More people taking Moderna’s coronavirus vaccine reported side effects than those who received the Pfizer shot, according to a recent study.
Researchers analyzed reports from more than 3 million wax recipients collected via v-safe, a Centers for Disease Control and Prevention program that tracks responses to immunizations.
Nearly 70 percent said they had some form of injection site reaction such as pain or swelling, and half reported general side effects such as fatigue or chills, the study found.
“A greater percentage of participants who received the Moderna vaccine compared to the Pfizer-BioNTech vaccine reported reactogenicity; this pattern was more pronounced after the second dose, ”the researchers noted.
Of those who received the Moderna shot, 73 percent said they had a reaction at the injection site compared to 65 percent of the people who received the Pfizer vaccine, the study found.

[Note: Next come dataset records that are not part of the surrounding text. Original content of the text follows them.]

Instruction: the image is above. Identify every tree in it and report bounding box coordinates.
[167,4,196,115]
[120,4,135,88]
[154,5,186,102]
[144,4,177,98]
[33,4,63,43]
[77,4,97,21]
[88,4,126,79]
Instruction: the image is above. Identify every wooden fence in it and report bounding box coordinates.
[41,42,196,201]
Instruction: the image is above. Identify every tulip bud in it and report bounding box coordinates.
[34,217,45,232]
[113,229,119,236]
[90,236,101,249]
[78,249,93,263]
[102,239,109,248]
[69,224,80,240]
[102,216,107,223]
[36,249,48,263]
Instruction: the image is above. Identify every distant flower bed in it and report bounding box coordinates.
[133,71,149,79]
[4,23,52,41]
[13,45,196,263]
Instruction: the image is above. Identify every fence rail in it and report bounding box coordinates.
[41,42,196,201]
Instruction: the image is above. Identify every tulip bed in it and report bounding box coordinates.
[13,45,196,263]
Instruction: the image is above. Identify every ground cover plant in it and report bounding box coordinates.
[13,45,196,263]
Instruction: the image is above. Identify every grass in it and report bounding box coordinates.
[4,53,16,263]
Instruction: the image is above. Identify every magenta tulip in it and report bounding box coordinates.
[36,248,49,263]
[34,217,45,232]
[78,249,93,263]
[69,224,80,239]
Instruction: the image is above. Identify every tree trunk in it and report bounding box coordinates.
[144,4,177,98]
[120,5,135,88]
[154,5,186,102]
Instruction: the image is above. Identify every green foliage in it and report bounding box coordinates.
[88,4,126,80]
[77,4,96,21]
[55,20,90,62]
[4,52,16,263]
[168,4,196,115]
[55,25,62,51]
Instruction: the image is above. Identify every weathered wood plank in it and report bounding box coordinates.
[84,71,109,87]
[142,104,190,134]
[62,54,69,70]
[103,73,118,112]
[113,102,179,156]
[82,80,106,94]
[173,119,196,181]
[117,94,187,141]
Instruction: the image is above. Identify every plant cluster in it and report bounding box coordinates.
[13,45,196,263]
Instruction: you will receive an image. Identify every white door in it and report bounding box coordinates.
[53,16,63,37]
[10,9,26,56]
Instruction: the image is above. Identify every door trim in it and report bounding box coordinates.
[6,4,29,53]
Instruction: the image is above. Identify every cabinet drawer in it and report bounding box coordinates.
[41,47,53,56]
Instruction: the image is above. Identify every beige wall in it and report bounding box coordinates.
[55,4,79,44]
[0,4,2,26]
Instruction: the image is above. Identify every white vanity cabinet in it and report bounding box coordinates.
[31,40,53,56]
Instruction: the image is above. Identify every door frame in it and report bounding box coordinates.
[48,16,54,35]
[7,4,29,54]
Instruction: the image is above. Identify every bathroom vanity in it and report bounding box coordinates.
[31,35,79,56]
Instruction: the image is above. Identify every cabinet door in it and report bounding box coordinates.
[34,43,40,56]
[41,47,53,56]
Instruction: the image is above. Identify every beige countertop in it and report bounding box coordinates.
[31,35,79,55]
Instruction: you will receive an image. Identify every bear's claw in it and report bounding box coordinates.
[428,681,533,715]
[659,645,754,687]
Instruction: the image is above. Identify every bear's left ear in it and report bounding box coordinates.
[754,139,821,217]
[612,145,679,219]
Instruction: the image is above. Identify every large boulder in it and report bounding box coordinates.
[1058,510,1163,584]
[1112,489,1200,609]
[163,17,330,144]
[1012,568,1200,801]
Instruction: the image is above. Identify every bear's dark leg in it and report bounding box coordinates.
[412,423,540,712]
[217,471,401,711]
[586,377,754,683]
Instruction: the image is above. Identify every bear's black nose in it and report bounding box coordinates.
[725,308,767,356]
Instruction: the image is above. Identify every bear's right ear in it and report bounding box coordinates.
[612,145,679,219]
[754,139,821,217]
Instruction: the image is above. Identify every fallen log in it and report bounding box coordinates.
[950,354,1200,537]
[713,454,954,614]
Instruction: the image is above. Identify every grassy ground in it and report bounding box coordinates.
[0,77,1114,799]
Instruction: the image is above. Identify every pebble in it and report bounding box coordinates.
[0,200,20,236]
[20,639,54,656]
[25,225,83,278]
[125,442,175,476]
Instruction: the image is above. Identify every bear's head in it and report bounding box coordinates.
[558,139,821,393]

Nearly 51 percent of Moderna recipients reported experiencing full-body symptoms compared to 48 percent of those who received the Pfizer shot.
The reports came from more than 3.6 million people who received their first dose of a COVID-19 vaccine by February 21 and completed at least one v-safe health study within seven days of getting jabbed.
The difference widened after the second dose, according to reports from about 1.9 million people who completed these check-ins after receiving shot # 2, the study said.
Close to 82 percent of the people who received their second Moderna vaccine had injection site pain compared to less than 69 percent of those with Pfizer.
Overall, 74 percent of Moderna recipients said they experienced whole-body symptoms, compared to 64 percent of people who received Pfizer wax.
About 40 percent of people with Moderna specifically reported getting chills compared to only 22 percent of the Pfizer receiver.
“Data from millions of v-safe participants indicate that injection site pain is common after both the first and second doses of either mRNA-based vaccine,” the researchers noted.
The study was published Monday in the peer-reviewed medical journal JAMA.